Some of the acting was okay in Darkman. I particularly liked Larry Drake at the time because he seemed so different from the character he played on L.A. Law at the time, but everyone else here seemed like they were playing up their roles and in some cases, taking themselves far more seriously than they should have. Some scenes didn’t even make sense to me and felt like filler. I get that Westlake was just a little bonkers, but the whole “See the Dancing Freak” song and dance routine kind of left me with a “What the hell?” expression. Frances McDormand seemed to almost whine on cue (though I guess if I had a love one come back from the dead, I’d be a little shocked too). Colin Friels’ villain caused my family to collectively snicker and groan when at one part, he exclaims “Because I built it!!! I built it all!!” It was just all very strange. M. Night Shyamalan did something similar with The Happening, but for me, this really worked better in Darkman’s favor. Since the acting is so campy, the movie never really tries to make itself out to be Dark Knight / Captain America piece.
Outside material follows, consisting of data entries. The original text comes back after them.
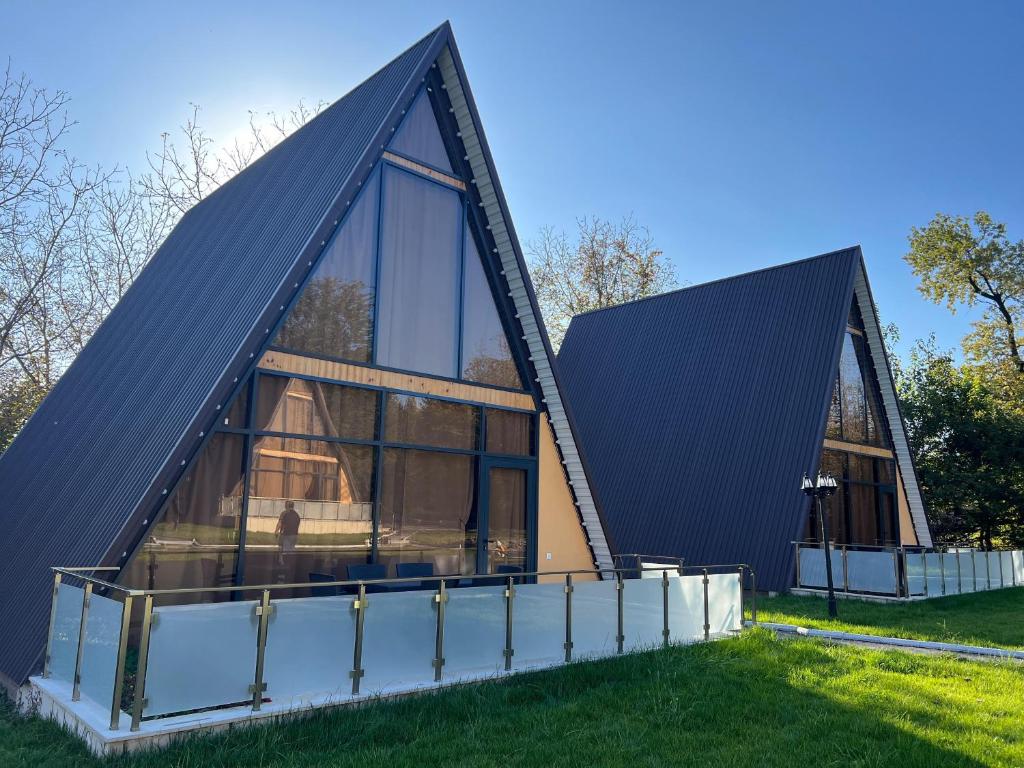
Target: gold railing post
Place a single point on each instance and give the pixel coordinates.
(263, 614)
(359, 606)
(846, 570)
(754, 595)
(568, 619)
(942, 572)
(143, 659)
(924, 563)
(86, 599)
(707, 613)
(665, 601)
(53, 619)
(898, 582)
(509, 597)
(796, 549)
(440, 599)
(119, 672)
(621, 613)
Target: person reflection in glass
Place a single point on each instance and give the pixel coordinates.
(287, 530)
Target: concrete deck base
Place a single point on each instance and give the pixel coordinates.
(51, 699)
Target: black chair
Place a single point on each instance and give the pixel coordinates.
(510, 570)
(323, 591)
(367, 572)
(412, 569)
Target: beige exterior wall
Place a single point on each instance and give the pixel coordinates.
(560, 532)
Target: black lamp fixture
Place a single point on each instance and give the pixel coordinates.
(821, 488)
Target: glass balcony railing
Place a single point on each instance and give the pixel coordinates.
(127, 651)
(908, 572)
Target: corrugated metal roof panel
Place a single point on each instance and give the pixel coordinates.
(132, 406)
(699, 411)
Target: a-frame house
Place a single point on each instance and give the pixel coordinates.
(701, 409)
(336, 359)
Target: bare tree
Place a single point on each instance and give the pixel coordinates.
(74, 239)
(181, 175)
(605, 264)
(43, 196)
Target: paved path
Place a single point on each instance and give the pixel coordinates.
(974, 652)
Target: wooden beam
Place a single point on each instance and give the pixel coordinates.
(425, 170)
(856, 448)
(287, 363)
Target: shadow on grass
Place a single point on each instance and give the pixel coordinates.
(989, 619)
(749, 701)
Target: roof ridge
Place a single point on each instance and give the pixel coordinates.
(293, 136)
(726, 279)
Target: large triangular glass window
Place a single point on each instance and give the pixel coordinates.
(334, 316)
(419, 138)
(855, 415)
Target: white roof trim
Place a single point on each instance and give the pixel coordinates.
(889, 400)
(529, 322)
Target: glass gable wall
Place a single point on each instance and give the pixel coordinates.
(864, 510)
(306, 477)
(402, 284)
(342, 475)
(418, 137)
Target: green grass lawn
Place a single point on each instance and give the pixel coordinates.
(994, 619)
(753, 700)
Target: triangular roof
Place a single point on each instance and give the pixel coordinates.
(701, 409)
(88, 470)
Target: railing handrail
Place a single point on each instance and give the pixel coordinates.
(355, 583)
(945, 548)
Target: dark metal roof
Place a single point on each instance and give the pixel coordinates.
(700, 410)
(129, 412)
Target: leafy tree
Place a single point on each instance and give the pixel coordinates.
(605, 264)
(969, 449)
(972, 261)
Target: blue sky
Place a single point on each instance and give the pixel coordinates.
(741, 134)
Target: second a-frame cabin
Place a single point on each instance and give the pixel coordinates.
(701, 409)
(335, 366)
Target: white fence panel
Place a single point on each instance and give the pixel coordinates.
(915, 572)
(99, 651)
(474, 632)
(812, 567)
(309, 648)
(64, 640)
(201, 655)
(871, 571)
(724, 603)
(934, 565)
(398, 640)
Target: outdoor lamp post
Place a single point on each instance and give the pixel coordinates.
(821, 489)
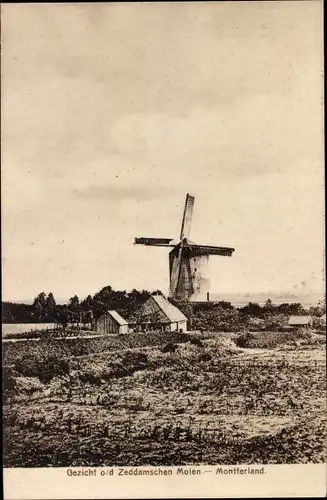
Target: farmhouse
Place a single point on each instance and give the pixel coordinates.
(157, 313)
(111, 322)
(300, 321)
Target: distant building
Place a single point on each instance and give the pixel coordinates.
(112, 322)
(300, 321)
(157, 313)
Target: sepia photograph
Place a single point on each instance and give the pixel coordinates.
(163, 246)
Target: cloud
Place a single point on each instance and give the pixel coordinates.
(119, 193)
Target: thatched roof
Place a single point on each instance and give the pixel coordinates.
(157, 309)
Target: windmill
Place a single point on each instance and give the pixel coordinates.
(188, 262)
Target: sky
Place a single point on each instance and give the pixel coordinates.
(111, 113)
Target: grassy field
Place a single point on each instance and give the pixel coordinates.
(165, 400)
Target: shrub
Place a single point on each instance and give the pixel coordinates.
(8, 383)
(170, 347)
(135, 361)
(90, 378)
(45, 368)
(244, 340)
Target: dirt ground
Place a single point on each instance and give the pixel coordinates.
(202, 404)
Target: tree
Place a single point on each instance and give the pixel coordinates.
(74, 308)
(51, 307)
(63, 317)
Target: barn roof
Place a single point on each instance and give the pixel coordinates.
(157, 309)
(172, 312)
(299, 320)
(117, 317)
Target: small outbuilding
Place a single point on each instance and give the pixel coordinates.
(300, 321)
(112, 322)
(158, 314)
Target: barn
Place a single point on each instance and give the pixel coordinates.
(112, 322)
(157, 313)
(300, 321)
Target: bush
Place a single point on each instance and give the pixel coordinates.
(170, 347)
(135, 361)
(45, 369)
(8, 383)
(90, 378)
(244, 340)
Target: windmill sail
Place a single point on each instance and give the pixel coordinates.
(187, 217)
(156, 242)
(188, 262)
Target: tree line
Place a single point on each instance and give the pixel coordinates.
(221, 316)
(44, 308)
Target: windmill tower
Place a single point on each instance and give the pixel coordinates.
(188, 262)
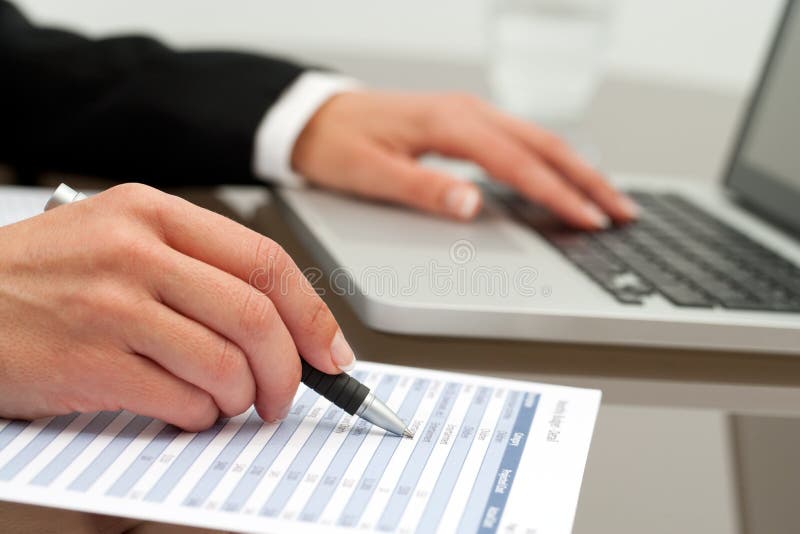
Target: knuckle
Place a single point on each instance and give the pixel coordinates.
(198, 409)
(318, 319)
(553, 144)
(134, 194)
(270, 258)
(229, 365)
(461, 100)
(257, 313)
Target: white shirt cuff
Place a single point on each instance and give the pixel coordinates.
(285, 120)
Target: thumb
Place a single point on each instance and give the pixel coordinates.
(405, 181)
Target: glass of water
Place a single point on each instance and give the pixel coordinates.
(546, 57)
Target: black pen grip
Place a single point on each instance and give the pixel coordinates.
(343, 390)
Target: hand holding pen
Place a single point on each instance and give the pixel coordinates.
(138, 300)
(339, 388)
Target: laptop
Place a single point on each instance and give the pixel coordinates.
(707, 266)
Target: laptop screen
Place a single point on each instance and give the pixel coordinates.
(765, 171)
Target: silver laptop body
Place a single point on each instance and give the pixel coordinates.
(506, 276)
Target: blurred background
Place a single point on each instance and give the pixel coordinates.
(678, 69)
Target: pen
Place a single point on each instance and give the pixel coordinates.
(342, 390)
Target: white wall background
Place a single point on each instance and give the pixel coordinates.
(712, 43)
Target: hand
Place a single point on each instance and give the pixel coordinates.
(367, 142)
(138, 300)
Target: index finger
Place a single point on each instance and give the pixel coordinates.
(571, 165)
(259, 261)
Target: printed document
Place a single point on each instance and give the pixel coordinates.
(489, 455)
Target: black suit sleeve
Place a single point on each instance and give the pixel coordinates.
(130, 108)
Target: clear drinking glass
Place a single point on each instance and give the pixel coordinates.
(546, 57)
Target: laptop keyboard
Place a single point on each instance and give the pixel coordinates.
(682, 252)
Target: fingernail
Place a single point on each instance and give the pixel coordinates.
(462, 201)
(630, 207)
(342, 354)
(597, 217)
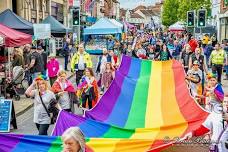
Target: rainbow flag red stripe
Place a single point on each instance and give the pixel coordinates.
(147, 102)
(147, 105)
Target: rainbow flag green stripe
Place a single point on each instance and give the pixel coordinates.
(146, 102)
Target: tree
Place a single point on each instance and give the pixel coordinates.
(187, 5)
(170, 12)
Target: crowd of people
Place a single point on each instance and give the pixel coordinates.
(203, 61)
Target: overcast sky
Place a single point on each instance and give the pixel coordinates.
(134, 3)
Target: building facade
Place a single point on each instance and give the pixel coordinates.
(223, 21)
(101, 8)
(36, 10)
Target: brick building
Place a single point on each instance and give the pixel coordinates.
(36, 10)
(223, 21)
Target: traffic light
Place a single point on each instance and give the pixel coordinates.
(202, 13)
(226, 2)
(76, 17)
(190, 18)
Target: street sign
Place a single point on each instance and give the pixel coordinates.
(5, 114)
(42, 31)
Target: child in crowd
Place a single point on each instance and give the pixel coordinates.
(194, 77)
(53, 68)
(107, 77)
(213, 92)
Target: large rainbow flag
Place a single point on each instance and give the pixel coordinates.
(147, 105)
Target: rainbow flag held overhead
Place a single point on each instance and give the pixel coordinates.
(147, 105)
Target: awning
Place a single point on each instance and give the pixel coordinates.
(14, 38)
(16, 22)
(56, 26)
(178, 26)
(102, 26)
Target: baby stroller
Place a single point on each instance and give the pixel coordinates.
(16, 85)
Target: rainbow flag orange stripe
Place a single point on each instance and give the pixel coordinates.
(147, 105)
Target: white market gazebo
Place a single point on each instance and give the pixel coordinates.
(177, 27)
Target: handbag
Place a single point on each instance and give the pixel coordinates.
(214, 147)
(50, 112)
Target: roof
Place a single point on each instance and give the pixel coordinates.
(136, 15)
(56, 26)
(10, 19)
(14, 38)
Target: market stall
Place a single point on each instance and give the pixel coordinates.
(177, 27)
(56, 26)
(58, 32)
(95, 36)
(11, 38)
(10, 19)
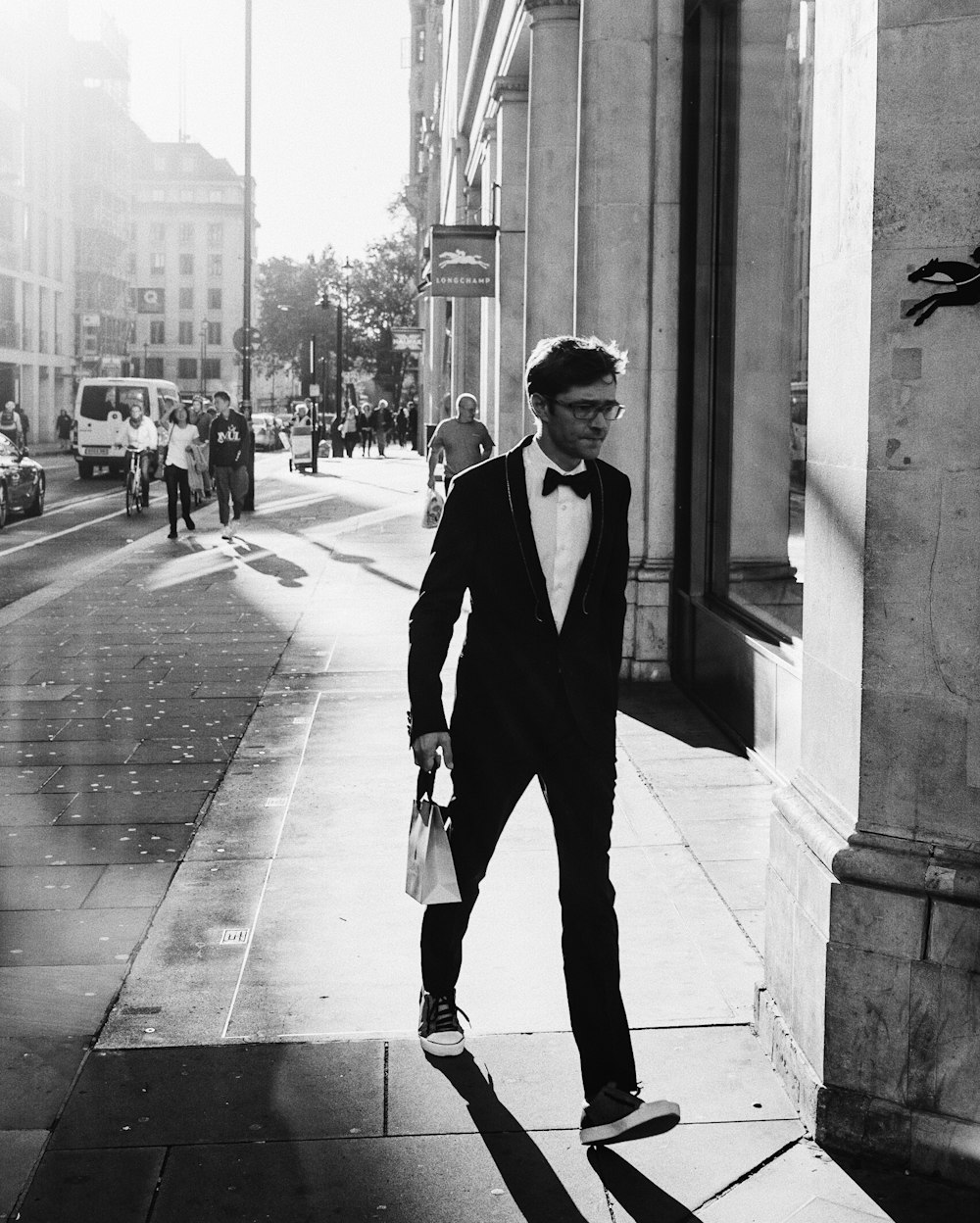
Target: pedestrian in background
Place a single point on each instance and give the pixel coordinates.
(227, 457)
(350, 430)
(365, 427)
(380, 423)
(180, 443)
(64, 428)
(463, 440)
(10, 423)
(536, 695)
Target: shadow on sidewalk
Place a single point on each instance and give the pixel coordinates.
(531, 1182)
(644, 1201)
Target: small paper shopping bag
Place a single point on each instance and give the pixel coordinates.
(431, 873)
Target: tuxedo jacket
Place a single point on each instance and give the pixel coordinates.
(515, 666)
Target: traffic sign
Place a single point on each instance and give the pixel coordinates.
(237, 339)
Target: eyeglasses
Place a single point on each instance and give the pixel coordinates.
(585, 410)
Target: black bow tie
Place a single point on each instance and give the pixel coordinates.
(580, 483)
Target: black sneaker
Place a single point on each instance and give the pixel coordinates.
(614, 1115)
(439, 1030)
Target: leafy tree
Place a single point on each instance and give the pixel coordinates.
(380, 294)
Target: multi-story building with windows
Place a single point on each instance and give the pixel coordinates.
(102, 185)
(35, 217)
(187, 265)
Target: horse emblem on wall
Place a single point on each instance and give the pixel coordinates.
(963, 280)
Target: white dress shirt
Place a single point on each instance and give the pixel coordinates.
(561, 523)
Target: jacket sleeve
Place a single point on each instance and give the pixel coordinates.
(437, 610)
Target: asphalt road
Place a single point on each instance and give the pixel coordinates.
(86, 520)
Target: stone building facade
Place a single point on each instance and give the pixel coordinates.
(739, 192)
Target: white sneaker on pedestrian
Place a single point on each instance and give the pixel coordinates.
(614, 1115)
(439, 1030)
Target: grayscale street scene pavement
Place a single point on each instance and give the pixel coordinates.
(208, 965)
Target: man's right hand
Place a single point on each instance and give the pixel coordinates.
(426, 748)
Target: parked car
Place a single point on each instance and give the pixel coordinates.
(266, 428)
(21, 482)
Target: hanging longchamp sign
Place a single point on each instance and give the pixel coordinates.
(464, 261)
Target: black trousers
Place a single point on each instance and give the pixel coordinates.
(177, 478)
(492, 769)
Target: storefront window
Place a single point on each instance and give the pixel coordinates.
(767, 491)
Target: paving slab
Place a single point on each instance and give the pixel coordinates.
(73, 845)
(77, 1187)
(37, 1073)
(59, 1001)
(82, 936)
(447, 1179)
(226, 1094)
(803, 1184)
(20, 1150)
(47, 887)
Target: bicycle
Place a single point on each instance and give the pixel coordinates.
(133, 482)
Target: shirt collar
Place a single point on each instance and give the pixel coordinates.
(540, 462)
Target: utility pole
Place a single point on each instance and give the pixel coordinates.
(246, 355)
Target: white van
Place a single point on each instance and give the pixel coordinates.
(102, 409)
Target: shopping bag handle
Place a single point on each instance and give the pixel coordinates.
(426, 783)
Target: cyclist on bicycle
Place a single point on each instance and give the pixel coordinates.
(141, 434)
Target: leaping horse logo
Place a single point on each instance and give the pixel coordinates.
(963, 279)
(454, 258)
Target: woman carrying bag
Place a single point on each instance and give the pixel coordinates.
(176, 467)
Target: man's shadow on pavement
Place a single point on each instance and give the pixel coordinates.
(531, 1182)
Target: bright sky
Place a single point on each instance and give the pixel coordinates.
(329, 105)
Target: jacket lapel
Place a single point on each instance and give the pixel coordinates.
(520, 514)
(587, 567)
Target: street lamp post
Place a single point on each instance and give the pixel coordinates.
(203, 355)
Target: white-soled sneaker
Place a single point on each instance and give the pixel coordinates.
(614, 1115)
(439, 1030)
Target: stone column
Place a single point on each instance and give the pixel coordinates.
(487, 389)
(628, 210)
(874, 893)
(511, 102)
(552, 151)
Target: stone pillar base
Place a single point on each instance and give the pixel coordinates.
(645, 635)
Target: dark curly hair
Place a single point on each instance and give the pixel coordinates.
(564, 361)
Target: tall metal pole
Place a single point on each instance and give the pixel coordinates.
(246, 349)
(339, 384)
(246, 369)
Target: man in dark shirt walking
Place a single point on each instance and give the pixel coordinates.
(227, 462)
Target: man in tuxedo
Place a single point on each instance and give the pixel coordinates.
(538, 537)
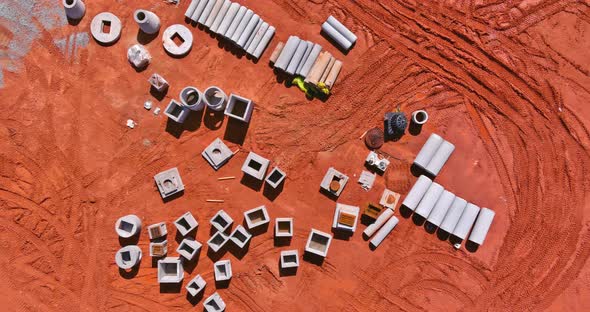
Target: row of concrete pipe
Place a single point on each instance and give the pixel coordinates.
(234, 22)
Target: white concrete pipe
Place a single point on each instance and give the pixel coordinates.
(313, 56)
(466, 221)
(237, 20)
(337, 37)
(384, 231)
(383, 217)
(264, 42)
(257, 37)
(482, 226)
(440, 209)
(428, 150)
(453, 215)
(287, 53)
(214, 13)
(75, 9)
(243, 23)
(220, 16)
(148, 21)
(440, 158)
(429, 200)
(229, 17)
(417, 192)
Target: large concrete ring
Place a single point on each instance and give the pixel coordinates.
(168, 40)
(99, 22)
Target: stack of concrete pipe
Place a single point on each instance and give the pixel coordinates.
(448, 212)
(298, 57)
(234, 22)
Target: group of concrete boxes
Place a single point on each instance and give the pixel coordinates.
(434, 154)
(234, 22)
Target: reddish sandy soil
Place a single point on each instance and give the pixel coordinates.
(506, 81)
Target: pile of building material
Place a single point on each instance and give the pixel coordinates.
(234, 22)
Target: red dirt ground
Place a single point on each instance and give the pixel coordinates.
(506, 81)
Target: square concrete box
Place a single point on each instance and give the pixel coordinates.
(169, 182)
(275, 177)
(255, 166)
(157, 230)
(186, 223)
(176, 111)
(240, 236)
(334, 182)
(318, 243)
(345, 217)
(214, 303)
(221, 221)
(170, 270)
(239, 108)
(196, 285)
(188, 248)
(217, 154)
(289, 259)
(222, 270)
(256, 217)
(284, 227)
(217, 241)
(159, 249)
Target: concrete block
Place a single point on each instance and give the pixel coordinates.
(217, 154)
(128, 226)
(106, 28)
(334, 182)
(256, 217)
(176, 111)
(318, 243)
(169, 182)
(128, 257)
(170, 270)
(255, 166)
(222, 270)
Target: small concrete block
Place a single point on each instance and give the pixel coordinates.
(214, 303)
(256, 217)
(217, 154)
(289, 259)
(275, 177)
(240, 236)
(217, 241)
(239, 108)
(188, 248)
(284, 227)
(176, 111)
(222, 270)
(318, 243)
(195, 286)
(170, 270)
(169, 182)
(334, 182)
(255, 166)
(221, 221)
(186, 223)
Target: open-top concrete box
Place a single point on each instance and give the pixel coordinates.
(222, 270)
(239, 108)
(284, 227)
(221, 221)
(256, 217)
(318, 243)
(196, 285)
(188, 248)
(186, 223)
(240, 236)
(170, 270)
(217, 241)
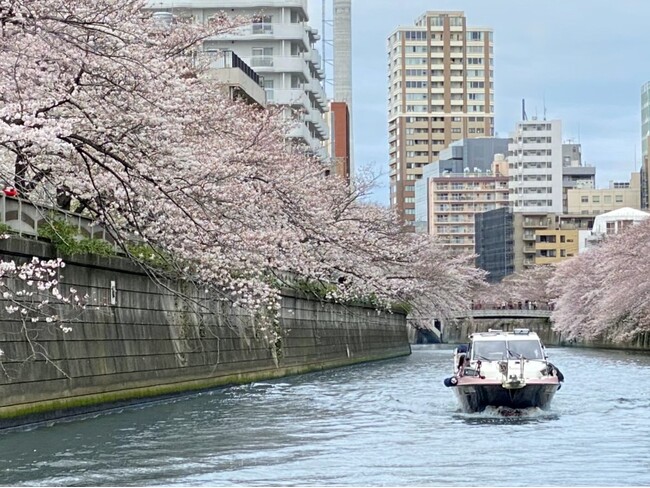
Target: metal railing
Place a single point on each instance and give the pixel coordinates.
(228, 59)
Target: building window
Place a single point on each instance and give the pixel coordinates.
(268, 88)
(263, 24)
(262, 56)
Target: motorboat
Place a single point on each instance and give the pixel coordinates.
(503, 369)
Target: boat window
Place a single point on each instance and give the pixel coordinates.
(528, 349)
(492, 350)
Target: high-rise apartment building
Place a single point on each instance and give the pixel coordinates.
(468, 157)
(574, 174)
(535, 166)
(440, 89)
(278, 44)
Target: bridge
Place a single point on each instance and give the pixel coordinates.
(506, 313)
(466, 322)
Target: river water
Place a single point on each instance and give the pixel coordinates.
(385, 423)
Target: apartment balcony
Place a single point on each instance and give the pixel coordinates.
(314, 58)
(235, 4)
(229, 69)
(295, 97)
(263, 32)
(315, 119)
(278, 64)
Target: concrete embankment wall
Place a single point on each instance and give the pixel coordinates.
(140, 341)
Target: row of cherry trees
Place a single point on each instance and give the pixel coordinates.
(605, 292)
(103, 105)
(602, 293)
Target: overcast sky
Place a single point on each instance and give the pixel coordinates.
(587, 59)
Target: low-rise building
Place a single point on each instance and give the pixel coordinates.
(613, 222)
(589, 201)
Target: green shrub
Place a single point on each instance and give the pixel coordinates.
(66, 239)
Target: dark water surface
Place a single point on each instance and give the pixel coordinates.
(385, 423)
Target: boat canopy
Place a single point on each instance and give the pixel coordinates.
(500, 348)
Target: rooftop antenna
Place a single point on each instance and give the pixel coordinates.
(523, 109)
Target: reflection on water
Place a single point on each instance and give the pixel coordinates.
(495, 415)
(386, 423)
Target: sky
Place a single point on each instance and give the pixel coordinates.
(584, 60)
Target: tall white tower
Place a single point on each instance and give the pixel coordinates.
(343, 52)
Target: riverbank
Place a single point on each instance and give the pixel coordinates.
(140, 341)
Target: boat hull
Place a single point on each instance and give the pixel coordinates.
(475, 396)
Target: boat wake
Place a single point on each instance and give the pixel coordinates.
(498, 415)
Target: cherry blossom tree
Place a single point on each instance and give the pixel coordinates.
(530, 285)
(101, 104)
(605, 292)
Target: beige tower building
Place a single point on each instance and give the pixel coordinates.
(440, 89)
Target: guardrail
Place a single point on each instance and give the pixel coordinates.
(506, 313)
(25, 219)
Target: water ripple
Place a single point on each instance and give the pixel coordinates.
(390, 423)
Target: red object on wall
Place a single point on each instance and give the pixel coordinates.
(341, 138)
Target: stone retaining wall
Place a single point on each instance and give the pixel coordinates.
(141, 341)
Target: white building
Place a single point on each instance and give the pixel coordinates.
(278, 44)
(535, 166)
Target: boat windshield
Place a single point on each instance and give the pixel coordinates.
(490, 350)
(498, 350)
(528, 349)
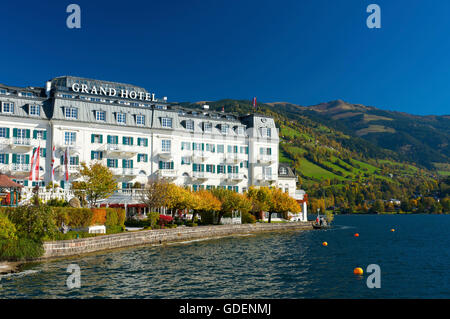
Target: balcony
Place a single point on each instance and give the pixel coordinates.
(265, 159)
(124, 172)
(234, 158)
(200, 156)
(119, 150)
(165, 154)
(235, 177)
(168, 173)
(200, 175)
(264, 178)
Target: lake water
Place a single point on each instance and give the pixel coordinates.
(414, 262)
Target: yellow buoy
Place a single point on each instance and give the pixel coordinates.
(358, 271)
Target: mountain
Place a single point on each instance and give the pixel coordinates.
(421, 139)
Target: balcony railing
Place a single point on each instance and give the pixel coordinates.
(20, 167)
(265, 159)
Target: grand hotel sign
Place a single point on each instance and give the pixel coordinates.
(83, 88)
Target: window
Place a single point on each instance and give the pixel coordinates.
(100, 116)
(166, 122)
(142, 141)
(165, 145)
(4, 132)
(207, 127)
(71, 113)
(126, 140)
(140, 119)
(35, 110)
(8, 107)
(70, 138)
(39, 135)
(190, 125)
(4, 158)
(266, 132)
(142, 158)
(113, 163)
(224, 128)
(121, 118)
(96, 155)
(165, 165)
(186, 160)
(185, 146)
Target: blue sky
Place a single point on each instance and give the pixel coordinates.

If you’re looking at it logically, there’s really no way that Westlake should have been able to pull off half of the disguises he used. You’ve height and weight to consider, and last I checked, Liam Neeson and Larry Drake really had two different body types. Where’d he get all the extra bulk, one has to wonder? Extra clothing, perhaps?

If Darkman has anything going for it, it’s the music. At the time, Danny Elfman was riding the high he had off of movies like Batman, Midnight Run, Dick Tracy and Nightbreed. While Edward Scissorhands remains the strongest score he had that year, Darkman has a number of nice action cues mixed with some somber tones. It helps to carry the film, somewhat.

Overall, Darkman was an interesting look at Sam Raimi’s approach to a superhero. It may have also been one of the key factors in securing the directing duties on the Spider-Man movies in the early 2000’s, which was far superior to this film. If nothing else, it’s worth a laugh or two.